The Spellings Commission Report and the Collegiate Learning Assessment

Richard Shavelson

Take Aways

  • The CLA follows the criterion-sampling approach by defining a domain of real-world tasks that are holistic and drawn from life situations. There are no multiple-choice items in the assessment; indeed, life does not present itself as a set of alternatives with only one correct course of action.
  • The CLA contrasts with traditional learning assessments, for which practicing isolated skills and learning strategies may lead to higher scores but is unlikely to generalize to a broad, complex domain.
  • The CLA solves the problems of time, cost, and scoring by capitalizing on Internet, computer, and statistical-sampling technologies.
  • The CLA position is quite clear: High-stakes use of learning assessments corrupts the very thing it is intended to improve—teaching and learning.

In its 2006 report, the Spellings Commission exhorted higher education institutions to measure their effectiveness by gathering quality data to assess student learning. The commission specifically identified the Collegiate Learning Assessment (CLA) and the Measure of Academic Proficiency and Progress (MAPP) as viable instruments for gathering such data. Since the release of the report, the commission’s chair, Charles Miller, and a number of higher education associations have focused considerable attention on the CLA. Likewise, the number of colleges and universities using the CLA has more than doubled during the past year or so. Richard Shavelson, Margaret Jack Professor of Education and professor of psychology at Stanford University and director of the Stanford Education Assessment Laboratory, is one of the key developers of the CLA. He describes the CLA—noting that it is unlike other assessments of undergraduates’ learning, which are primarily multiple-choice tests—and discusses its role in the larger context of assessment and accountability.

The Collegiate Learning Assessment

The CLA was developed to measure undergraduates’ learning— in particular their ability to think critically, reason analytically, solve problems, and communicate clearly. The assessment focuses on the institution or on programs within an institution. Institution or program-level scores are reported both in terms of observed performance and as value added beyond what would be expected from entering students’ SAT scores. The CLA also provides students their scores on a confidential basis so that they can gauge their own performance.

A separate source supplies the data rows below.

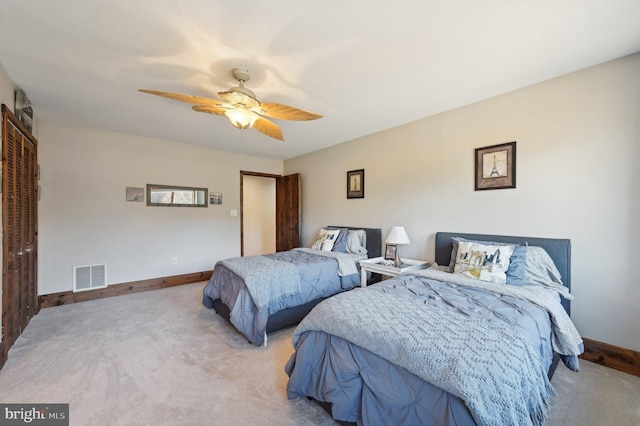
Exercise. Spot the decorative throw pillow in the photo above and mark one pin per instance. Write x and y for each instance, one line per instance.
(516, 271)
(483, 262)
(357, 241)
(341, 242)
(517, 263)
(326, 239)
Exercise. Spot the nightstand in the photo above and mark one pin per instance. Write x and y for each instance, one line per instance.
(377, 265)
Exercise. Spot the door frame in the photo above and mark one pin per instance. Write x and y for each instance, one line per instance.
(244, 173)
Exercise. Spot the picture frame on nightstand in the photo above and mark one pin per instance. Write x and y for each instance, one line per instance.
(390, 252)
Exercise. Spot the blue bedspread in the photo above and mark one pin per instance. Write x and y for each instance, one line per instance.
(318, 276)
(357, 378)
(267, 280)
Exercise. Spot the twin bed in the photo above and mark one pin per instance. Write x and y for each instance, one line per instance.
(436, 347)
(473, 339)
(297, 280)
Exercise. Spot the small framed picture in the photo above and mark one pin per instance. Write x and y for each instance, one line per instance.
(215, 198)
(390, 252)
(495, 167)
(135, 194)
(355, 184)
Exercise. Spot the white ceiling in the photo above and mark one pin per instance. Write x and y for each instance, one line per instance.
(365, 65)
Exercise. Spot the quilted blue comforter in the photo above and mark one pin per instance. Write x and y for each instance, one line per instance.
(318, 276)
(364, 386)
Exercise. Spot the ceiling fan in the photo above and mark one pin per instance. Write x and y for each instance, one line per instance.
(242, 107)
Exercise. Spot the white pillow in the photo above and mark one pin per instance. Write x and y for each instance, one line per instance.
(326, 239)
(357, 241)
(483, 262)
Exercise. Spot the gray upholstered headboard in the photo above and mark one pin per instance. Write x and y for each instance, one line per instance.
(374, 239)
(559, 250)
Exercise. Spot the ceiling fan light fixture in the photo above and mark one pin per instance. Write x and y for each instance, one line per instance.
(241, 117)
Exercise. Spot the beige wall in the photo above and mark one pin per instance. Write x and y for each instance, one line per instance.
(578, 144)
(84, 218)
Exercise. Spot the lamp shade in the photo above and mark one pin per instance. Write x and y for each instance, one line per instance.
(397, 236)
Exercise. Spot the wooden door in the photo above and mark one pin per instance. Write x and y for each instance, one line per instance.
(20, 229)
(288, 212)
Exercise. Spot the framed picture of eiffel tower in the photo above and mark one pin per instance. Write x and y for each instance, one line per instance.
(495, 167)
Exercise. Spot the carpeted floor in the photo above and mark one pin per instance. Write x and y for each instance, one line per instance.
(161, 358)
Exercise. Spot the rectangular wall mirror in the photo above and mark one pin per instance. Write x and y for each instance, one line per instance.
(176, 196)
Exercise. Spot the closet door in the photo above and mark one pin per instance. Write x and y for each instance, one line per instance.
(288, 212)
(19, 224)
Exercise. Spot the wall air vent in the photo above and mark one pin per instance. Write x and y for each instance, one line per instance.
(89, 277)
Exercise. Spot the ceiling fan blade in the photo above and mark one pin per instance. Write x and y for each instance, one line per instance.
(285, 112)
(211, 109)
(196, 100)
(268, 128)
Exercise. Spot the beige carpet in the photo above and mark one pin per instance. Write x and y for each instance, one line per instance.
(161, 358)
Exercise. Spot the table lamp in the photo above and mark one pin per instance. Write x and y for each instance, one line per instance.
(397, 236)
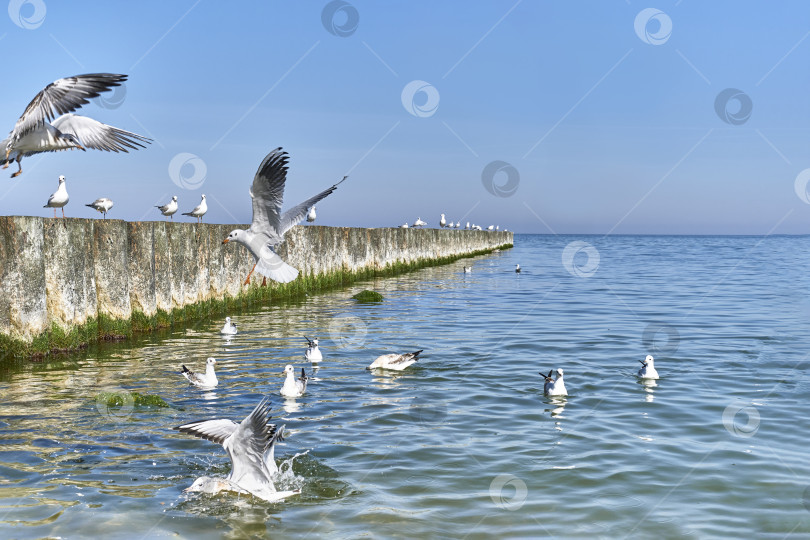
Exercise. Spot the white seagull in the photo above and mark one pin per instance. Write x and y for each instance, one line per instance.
(251, 447)
(294, 387)
(199, 210)
(313, 353)
(34, 133)
(396, 362)
(169, 208)
(203, 380)
(59, 198)
(103, 205)
(552, 387)
(647, 370)
(229, 328)
(269, 225)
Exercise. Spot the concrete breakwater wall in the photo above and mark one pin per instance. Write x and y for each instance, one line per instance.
(64, 283)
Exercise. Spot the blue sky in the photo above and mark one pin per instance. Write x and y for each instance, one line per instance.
(609, 123)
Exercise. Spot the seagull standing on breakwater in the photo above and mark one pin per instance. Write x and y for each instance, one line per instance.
(203, 380)
(34, 133)
(313, 353)
(251, 448)
(199, 210)
(103, 205)
(294, 387)
(552, 387)
(647, 370)
(230, 327)
(269, 225)
(169, 208)
(59, 198)
(396, 362)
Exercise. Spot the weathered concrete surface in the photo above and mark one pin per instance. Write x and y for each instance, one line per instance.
(62, 273)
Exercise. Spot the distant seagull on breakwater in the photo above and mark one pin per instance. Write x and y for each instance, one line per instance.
(647, 370)
(169, 208)
(199, 210)
(396, 362)
(251, 448)
(34, 133)
(203, 380)
(269, 225)
(59, 198)
(103, 205)
(230, 327)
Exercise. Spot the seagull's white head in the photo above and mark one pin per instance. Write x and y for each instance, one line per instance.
(236, 235)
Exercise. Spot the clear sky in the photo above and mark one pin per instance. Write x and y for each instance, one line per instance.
(608, 116)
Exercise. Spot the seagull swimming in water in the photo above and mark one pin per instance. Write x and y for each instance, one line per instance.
(203, 380)
(269, 225)
(647, 370)
(103, 205)
(552, 387)
(229, 328)
(59, 198)
(294, 387)
(169, 208)
(199, 210)
(313, 353)
(396, 362)
(251, 447)
(36, 130)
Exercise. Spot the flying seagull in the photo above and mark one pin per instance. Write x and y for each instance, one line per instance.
(269, 225)
(103, 205)
(36, 130)
(251, 447)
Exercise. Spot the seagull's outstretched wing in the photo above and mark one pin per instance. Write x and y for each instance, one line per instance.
(296, 214)
(63, 96)
(268, 193)
(93, 134)
(211, 430)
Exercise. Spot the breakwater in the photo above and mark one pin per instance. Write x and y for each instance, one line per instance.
(67, 282)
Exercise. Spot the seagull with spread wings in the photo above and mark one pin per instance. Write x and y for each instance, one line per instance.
(250, 445)
(36, 130)
(269, 225)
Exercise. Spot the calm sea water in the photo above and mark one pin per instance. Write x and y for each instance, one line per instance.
(463, 444)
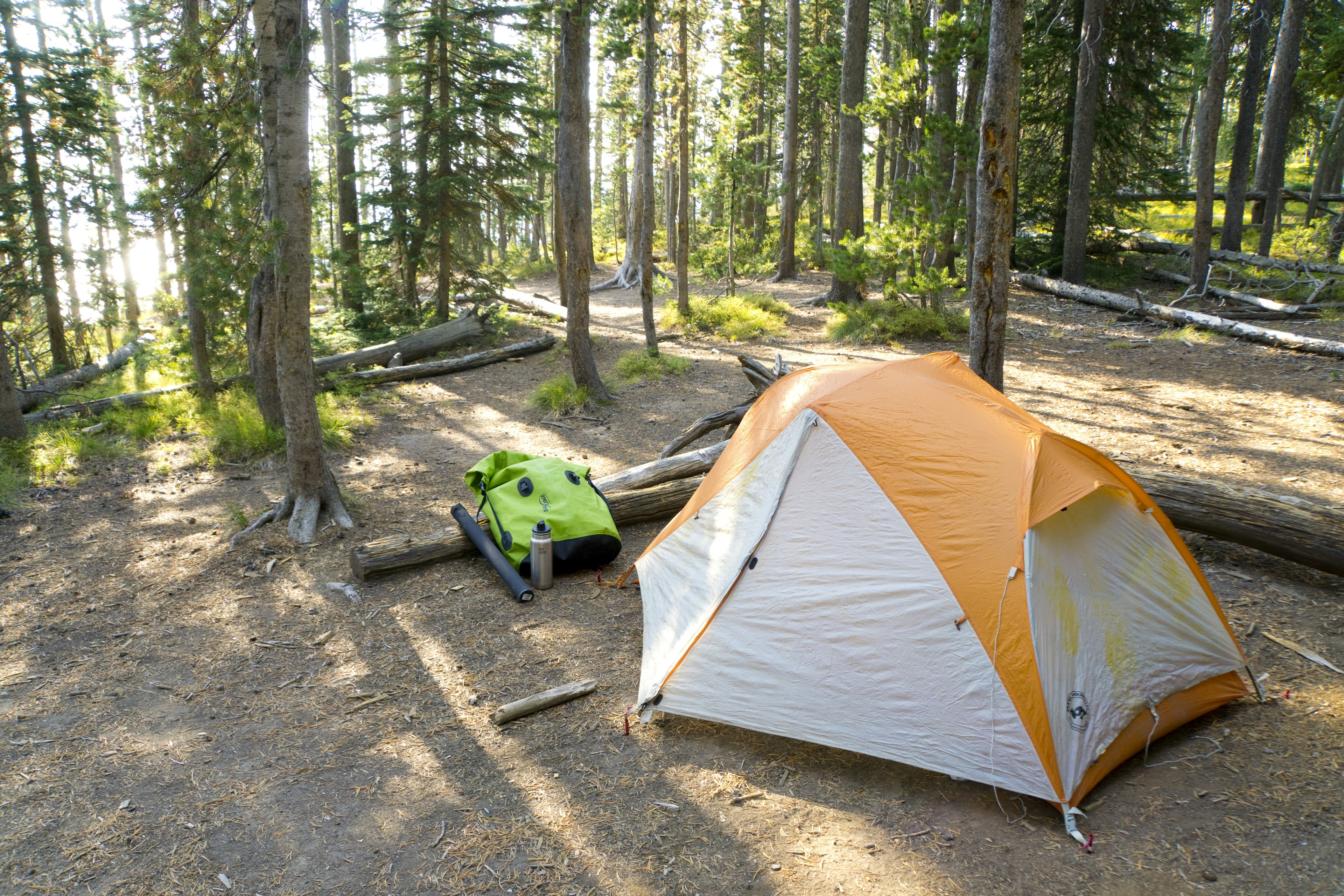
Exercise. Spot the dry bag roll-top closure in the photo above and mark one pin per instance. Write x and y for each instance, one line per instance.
(519, 491)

The assessment consists of two major components: a set of performance tasks and a set of two different kinds of analytic writing prompts. The performance tasks component presents students with problems and related information and asks them either to solve the problems or recommend a course of action based on the evidence provided. The analytic writing prompts ask students either to take a position on a topic or to critique an argument.

The Collegiate Learning Assessment’s Criterion-Sampling Approach

The CLA differs substantially in both its philosophical and theoretical underpinnings from most learning assessments, such as the Measure of Academic Proficiency and Progress (MAPP) and the Collegiate Assessment of Academic Progress (CAAP). Most learning assessments grow out of an empiricist philosophy and a psychometric/behavioral tradition. From this stance, everyday complex tasks are divided into components, and each component is analyzed to identify the abilities required for successful performance. For example, suppose that components such as critical thinking, problem solving, analytic reasoning, and written communication are identified. A separate measure of each ability would then be constructed and students would take each test. At the end of testing, students’ scores on the tests would be added up to construct a total score to describe their performance—not only on the assessment at hand, but also generalizing to a universe of complex tasks similar to those the tests were intended to measure.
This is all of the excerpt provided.